White Stream as an idea was initially suggested by Ukrainian officials in 2005. Following this, it was discussed at different international energy conferences and gradually achieved project status. In May 2007 it was presented at the Vienna gas forum, and on Oct. 11, 2007, at the summit-level Energy Security Conference in Vilnius. On Jan. 28, 2008, Ukrainian Prime Minister Yulia Tymoshenko asked the EU to consider taking part in the White Stream project. On May 28, 2008, the European Commission identified the project as a “Project of Common Interest” and furthermore accepted it as a “Priority Project.”
In addition to another well-known project, Nabucco, it is one of several “diversification projects” in the Southern Gas Corridor, promoted by the EU, which has started co-funding the project company under its TEN-E program, to conduct studies on the project. In this regard the first TEN-E grant was supported by the government of Romania. The second grant was supported by the governments of Romania, Poland and Lithuania.

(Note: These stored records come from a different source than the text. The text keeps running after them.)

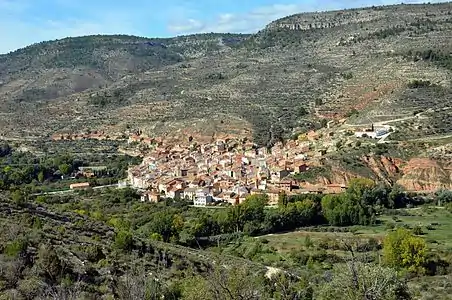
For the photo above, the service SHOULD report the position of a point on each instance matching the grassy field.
(435, 223)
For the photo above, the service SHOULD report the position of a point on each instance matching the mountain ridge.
(260, 79)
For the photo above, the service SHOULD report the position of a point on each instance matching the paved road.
(71, 191)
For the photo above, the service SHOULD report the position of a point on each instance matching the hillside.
(384, 62)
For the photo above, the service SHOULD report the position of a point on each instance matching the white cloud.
(254, 20)
(251, 21)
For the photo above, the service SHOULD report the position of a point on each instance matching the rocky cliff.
(423, 174)
(417, 174)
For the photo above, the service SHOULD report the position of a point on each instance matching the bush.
(417, 230)
(15, 248)
(124, 241)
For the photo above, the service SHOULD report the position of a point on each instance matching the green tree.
(41, 177)
(49, 264)
(124, 240)
(401, 249)
(65, 169)
(282, 199)
(18, 197)
(358, 186)
(361, 281)
(443, 197)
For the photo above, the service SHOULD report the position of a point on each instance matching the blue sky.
(23, 22)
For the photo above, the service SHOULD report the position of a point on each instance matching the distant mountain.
(381, 62)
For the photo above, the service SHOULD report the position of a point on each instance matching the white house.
(203, 197)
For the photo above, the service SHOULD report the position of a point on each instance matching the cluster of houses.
(223, 172)
(374, 133)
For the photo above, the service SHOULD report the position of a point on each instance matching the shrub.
(417, 230)
(124, 241)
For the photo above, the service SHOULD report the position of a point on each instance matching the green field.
(436, 225)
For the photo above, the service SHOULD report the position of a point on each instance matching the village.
(226, 171)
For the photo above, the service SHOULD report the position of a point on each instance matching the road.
(71, 191)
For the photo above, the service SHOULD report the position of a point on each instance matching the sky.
(24, 22)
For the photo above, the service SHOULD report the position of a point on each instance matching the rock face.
(424, 174)
(315, 20)
(418, 174)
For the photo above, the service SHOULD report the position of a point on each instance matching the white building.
(203, 197)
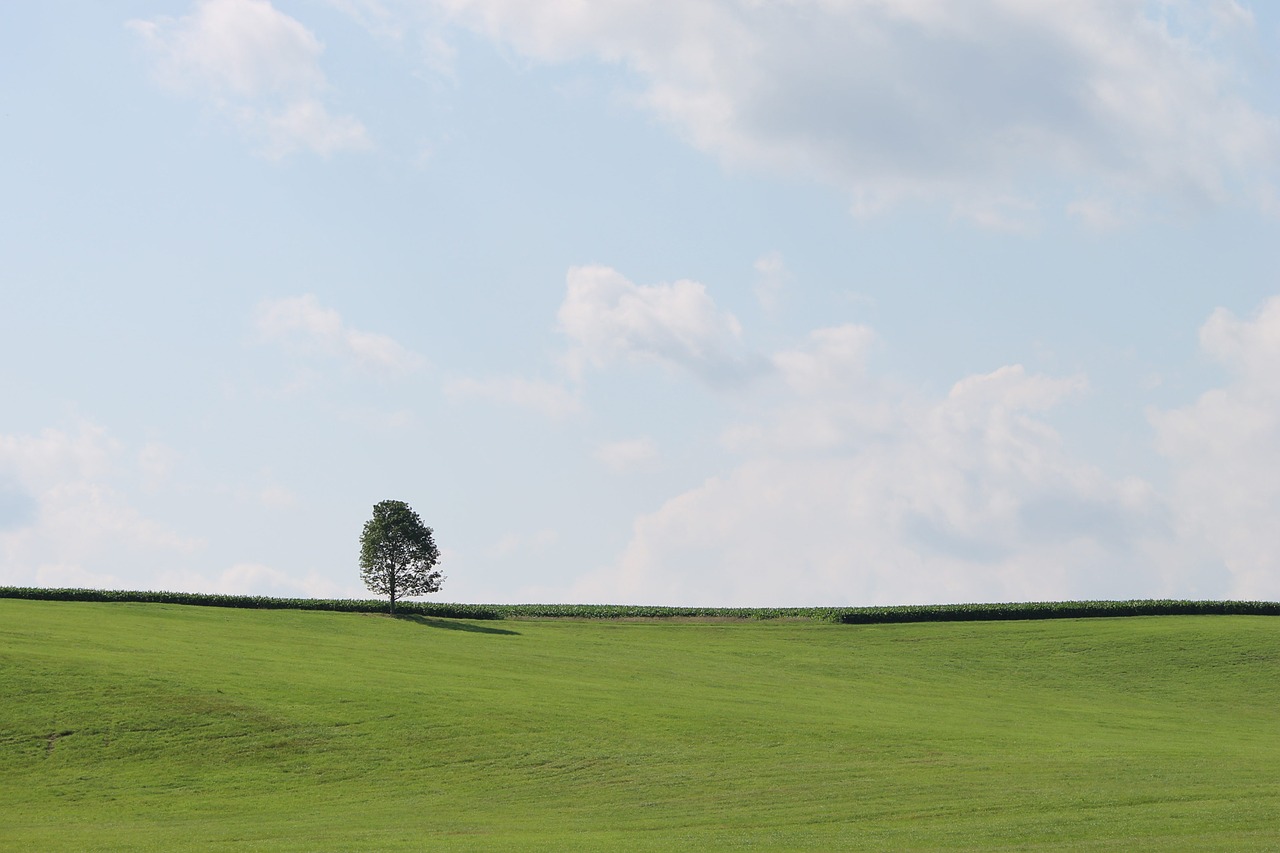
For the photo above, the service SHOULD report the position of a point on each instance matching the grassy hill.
(163, 726)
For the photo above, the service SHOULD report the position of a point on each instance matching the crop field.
(150, 726)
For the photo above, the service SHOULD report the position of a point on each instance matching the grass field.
(160, 728)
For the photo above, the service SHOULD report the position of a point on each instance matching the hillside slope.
(152, 726)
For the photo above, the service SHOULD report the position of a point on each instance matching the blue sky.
(704, 302)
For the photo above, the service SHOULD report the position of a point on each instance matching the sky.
(712, 302)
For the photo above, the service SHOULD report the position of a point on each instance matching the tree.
(397, 553)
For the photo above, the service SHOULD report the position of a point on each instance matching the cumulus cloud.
(626, 455)
(972, 104)
(1224, 450)
(968, 497)
(544, 397)
(611, 319)
(64, 519)
(302, 324)
(256, 65)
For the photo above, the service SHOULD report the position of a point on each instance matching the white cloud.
(302, 324)
(68, 520)
(548, 398)
(626, 455)
(1225, 455)
(256, 65)
(972, 104)
(851, 492)
(609, 319)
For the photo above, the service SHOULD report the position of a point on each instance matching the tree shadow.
(453, 625)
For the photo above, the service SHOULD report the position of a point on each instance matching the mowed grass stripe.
(216, 728)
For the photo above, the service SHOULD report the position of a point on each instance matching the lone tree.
(397, 553)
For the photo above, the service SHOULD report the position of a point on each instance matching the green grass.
(164, 726)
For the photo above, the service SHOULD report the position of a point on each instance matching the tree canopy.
(398, 553)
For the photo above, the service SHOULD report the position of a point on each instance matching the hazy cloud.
(1224, 450)
(544, 397)
(611, 319)
(74, 523)
(302, 324)
(626, 455)
(972, 104)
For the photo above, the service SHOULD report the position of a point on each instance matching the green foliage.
(398, 553)
(846, 615)
(163, 728)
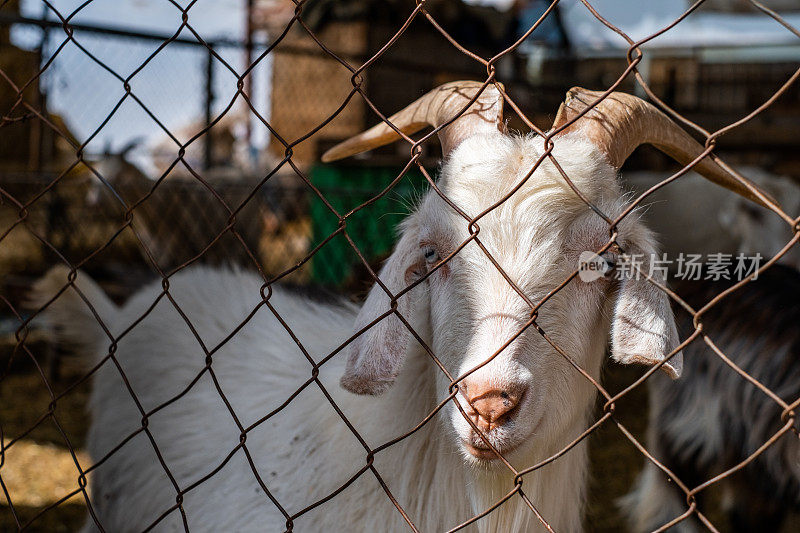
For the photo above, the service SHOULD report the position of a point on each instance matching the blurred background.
(144, 136)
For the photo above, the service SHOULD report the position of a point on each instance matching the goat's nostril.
(492, 404)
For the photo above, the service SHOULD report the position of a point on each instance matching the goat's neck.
(444, 481)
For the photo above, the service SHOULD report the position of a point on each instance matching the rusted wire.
(24, 110)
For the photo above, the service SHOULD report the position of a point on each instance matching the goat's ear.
(643, 328)
(376, 355)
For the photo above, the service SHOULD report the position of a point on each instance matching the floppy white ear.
(376, 356)
(643, 328)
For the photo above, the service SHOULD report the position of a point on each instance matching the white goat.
(526, 401)
(691, 215)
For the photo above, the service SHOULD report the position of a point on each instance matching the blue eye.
(431, 255)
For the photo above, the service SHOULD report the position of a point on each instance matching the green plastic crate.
(373, 228)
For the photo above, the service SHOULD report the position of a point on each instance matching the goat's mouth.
(477, 448)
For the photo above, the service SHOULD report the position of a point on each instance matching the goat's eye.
(431, 254)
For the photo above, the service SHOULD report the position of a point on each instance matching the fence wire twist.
(23, 110)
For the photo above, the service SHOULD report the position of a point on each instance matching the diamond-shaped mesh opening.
(207, 264)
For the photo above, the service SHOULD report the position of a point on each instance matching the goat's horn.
(433, 109)
(622, 122)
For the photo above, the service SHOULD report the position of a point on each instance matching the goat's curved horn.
(622, 122)
(433, 109)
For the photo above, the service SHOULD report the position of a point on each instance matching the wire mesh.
(249, 220)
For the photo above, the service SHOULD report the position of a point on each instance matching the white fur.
(463, 312)
(692, 215)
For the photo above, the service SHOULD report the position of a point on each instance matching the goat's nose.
(492, 404)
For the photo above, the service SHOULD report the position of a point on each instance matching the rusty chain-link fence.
(49, 213)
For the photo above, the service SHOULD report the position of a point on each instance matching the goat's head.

The main difference between White Stream and the other major projects is that the latter is a private undertaking and is being promoted by a consortium of several companies in London, which includes the White Stream Pipeline and the Pipelines Systems Engineering companies.
The proposed pipeline would branch off from the South Caucasus Pipeline near the Georgian capital and run for 133 kilometers via Georgia to the Georgian Black Sea port of Supsa. From Supsa, there are two possible offshore routes: the first is the direct long undersea route from Supsa to Constanta in Romania, which is 1,105 kilometers; and the second is from Supsa to Constanza overland through Crimea with a short additional undersea pipeline.

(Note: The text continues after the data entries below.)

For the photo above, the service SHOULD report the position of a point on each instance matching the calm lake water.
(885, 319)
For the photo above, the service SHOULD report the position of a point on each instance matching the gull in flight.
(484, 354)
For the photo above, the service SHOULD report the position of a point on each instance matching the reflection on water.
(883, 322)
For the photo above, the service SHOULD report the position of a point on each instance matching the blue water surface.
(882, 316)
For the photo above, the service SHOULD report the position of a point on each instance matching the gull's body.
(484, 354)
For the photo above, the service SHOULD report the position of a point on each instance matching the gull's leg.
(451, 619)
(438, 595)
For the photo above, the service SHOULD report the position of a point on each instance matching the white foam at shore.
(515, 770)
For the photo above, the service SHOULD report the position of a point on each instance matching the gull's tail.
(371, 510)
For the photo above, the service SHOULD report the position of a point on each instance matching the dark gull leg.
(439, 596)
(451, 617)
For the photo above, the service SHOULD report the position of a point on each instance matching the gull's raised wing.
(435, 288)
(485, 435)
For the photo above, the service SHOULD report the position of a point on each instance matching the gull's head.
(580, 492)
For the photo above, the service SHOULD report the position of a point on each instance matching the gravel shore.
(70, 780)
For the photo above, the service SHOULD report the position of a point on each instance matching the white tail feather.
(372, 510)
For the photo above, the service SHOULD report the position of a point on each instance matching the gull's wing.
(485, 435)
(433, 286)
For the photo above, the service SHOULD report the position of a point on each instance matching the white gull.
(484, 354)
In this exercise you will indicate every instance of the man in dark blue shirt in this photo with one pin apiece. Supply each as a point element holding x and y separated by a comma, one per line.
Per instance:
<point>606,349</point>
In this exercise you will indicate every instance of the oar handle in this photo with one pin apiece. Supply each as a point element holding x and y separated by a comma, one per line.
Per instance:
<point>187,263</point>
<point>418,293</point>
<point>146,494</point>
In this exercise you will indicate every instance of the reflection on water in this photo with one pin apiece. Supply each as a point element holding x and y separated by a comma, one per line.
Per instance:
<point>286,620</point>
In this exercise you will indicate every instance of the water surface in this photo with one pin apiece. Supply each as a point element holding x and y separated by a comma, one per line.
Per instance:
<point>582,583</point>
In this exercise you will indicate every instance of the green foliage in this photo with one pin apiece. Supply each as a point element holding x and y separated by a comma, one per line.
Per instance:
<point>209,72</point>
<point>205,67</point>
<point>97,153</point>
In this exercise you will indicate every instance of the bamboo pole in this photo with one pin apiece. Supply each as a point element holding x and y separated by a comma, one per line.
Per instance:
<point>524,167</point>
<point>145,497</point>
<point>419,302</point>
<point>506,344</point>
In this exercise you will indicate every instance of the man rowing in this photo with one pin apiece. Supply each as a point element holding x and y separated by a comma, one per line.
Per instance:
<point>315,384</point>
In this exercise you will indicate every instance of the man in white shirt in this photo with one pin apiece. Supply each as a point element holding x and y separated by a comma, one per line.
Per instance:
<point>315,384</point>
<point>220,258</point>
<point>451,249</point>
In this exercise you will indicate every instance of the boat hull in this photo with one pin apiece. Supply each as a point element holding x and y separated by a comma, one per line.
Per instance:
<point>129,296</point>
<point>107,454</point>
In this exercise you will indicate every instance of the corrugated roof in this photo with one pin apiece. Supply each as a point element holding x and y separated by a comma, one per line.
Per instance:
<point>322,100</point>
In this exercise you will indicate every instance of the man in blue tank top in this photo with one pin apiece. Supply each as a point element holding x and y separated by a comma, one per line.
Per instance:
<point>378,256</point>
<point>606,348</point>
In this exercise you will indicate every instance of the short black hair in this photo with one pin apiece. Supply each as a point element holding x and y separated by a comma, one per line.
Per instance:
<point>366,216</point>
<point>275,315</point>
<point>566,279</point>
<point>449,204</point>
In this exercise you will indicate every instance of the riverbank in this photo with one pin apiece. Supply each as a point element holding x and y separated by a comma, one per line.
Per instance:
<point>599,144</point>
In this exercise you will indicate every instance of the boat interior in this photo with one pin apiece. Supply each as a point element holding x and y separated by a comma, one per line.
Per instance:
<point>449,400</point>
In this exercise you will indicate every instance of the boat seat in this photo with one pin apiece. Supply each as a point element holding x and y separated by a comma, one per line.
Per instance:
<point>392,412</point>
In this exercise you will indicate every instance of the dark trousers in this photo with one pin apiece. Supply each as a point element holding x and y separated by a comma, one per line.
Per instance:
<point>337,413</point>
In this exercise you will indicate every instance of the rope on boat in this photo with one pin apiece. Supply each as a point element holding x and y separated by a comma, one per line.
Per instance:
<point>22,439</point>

According to White Stream Project General Manager Roberto Pirani, the company hopes to sign a general project agreement in 2010, complete the design work by 2011, obtain an investment decision by 2012, start construction work by 2013 and see the first gas flow through the first of four strings by 2016.
The project received unexpected support from an important country last month. This country is Azerbaijan, which until last month had refrained from backing the project in clear terms. During the government’s special session on gas and energy issues, President İlham Aliyev mentioned the possible export of Azerbaijani gas across the Black Sea. In this regard he referred both to White Stream and liquefied natural gas (LNG) as possible solutions currently under consideration.

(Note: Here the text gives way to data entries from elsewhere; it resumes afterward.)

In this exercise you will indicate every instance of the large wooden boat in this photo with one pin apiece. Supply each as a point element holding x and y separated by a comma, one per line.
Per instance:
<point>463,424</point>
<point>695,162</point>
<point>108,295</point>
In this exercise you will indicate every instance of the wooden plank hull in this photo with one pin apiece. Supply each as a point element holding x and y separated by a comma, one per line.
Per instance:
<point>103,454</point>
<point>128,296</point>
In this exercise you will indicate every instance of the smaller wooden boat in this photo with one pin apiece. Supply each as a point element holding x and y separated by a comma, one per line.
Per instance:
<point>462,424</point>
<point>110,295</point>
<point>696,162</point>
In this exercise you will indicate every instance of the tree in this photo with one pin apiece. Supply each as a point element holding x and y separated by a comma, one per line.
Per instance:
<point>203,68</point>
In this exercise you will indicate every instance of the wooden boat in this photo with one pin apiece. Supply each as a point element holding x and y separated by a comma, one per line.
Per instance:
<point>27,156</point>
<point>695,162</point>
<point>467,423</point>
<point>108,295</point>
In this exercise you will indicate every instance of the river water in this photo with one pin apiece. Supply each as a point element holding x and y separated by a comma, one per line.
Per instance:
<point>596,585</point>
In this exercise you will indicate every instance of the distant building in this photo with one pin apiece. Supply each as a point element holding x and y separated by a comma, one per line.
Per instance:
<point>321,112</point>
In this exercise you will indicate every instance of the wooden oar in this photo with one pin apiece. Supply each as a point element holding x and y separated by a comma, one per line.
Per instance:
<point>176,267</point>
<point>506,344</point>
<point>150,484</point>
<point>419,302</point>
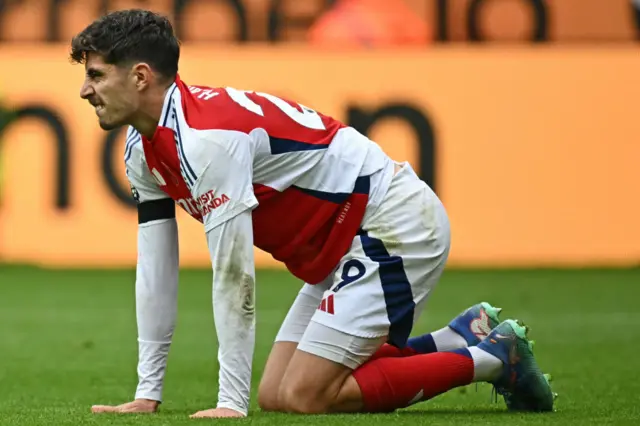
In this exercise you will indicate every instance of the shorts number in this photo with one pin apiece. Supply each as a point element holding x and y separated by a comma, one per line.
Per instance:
<point>307,117</point>
<point>347,278</point>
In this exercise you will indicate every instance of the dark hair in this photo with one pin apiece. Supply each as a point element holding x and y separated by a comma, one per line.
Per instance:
<point>128,36</point>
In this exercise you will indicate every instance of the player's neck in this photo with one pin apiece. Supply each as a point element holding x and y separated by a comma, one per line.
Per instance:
<point>148,116</point>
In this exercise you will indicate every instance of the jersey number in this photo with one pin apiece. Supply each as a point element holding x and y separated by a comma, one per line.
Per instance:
<point>307,117</point>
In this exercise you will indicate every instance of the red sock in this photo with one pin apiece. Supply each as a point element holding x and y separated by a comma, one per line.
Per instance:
<point>390,351</point>
<point>390,383</point>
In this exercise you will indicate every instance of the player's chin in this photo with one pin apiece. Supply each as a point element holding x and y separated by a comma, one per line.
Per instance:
<point>106,124</point>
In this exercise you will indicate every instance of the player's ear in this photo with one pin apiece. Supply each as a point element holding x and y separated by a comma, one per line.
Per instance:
<point>142,75</point>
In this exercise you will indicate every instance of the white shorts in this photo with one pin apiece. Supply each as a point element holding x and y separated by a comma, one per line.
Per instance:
<point>381,284</point>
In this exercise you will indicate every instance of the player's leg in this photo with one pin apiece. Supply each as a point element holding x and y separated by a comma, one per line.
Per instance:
<point>328,372</point>
<point>505,359</point>
<point>380,289</point>
<point>467,329</point>
<point>286,342</point>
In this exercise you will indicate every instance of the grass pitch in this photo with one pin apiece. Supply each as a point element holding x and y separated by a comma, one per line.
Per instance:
<point>68,340</point>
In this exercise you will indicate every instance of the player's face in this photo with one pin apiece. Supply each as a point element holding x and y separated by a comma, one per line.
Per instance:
<point>111,91</point>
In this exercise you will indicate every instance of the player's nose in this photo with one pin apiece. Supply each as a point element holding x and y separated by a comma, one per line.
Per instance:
<point>86,90</point>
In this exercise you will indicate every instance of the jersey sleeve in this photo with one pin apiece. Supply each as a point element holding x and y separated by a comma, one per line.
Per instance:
<point>223,163</point>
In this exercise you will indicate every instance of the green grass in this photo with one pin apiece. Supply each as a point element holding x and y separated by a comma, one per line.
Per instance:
<point>68,340</point>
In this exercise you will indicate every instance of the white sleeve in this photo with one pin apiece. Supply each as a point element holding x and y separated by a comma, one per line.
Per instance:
<point>156,276</point>
<point>231,250</point>
<point>156,302</point>
<point>223,161</point>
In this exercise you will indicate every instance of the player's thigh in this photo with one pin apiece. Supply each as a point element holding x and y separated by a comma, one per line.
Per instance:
<point>321,364</point>
<point>286,342</point>
<point>381,285</point>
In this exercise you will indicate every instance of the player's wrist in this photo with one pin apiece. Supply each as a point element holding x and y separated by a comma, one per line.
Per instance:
<point>231,406</point>
<point>144,395</point>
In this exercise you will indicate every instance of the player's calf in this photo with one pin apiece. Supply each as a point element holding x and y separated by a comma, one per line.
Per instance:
<point>274,370</point>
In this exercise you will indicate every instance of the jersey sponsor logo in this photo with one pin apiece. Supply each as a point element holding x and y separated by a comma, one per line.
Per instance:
<point>208,202</point>
<point>204,204</point>
<point>135,194</point>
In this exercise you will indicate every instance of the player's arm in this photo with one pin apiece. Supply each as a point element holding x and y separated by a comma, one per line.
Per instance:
<point>156,281</point>
<point>225,193</point>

Aliyev discussed the White Stream proposal for the first time with Romanian President Trajan Basescu in late September in Bucharest, where the two presidents signed a strategic partnership agreement. With Azeri backing, the White Stream project has become a new hope both for the EU and for Georgia and Ukraine.
In fact, White Stream is an alternative project to both Nabucco and South Stream. It aims to transport 8 billion cubic meters (bcm) of gas from the Caspian Basin to Europe. It is, of course, too early to say anything about its progress, but nonetheless it is being discussed seriously after Aliyev’s positive remarks. Therefore, it has entered the “Caspian gas equation” as a new variable, to be watched closely. Given the difficulties and uncertainties of other “streams,” it might well become a viable project in the future, who knows.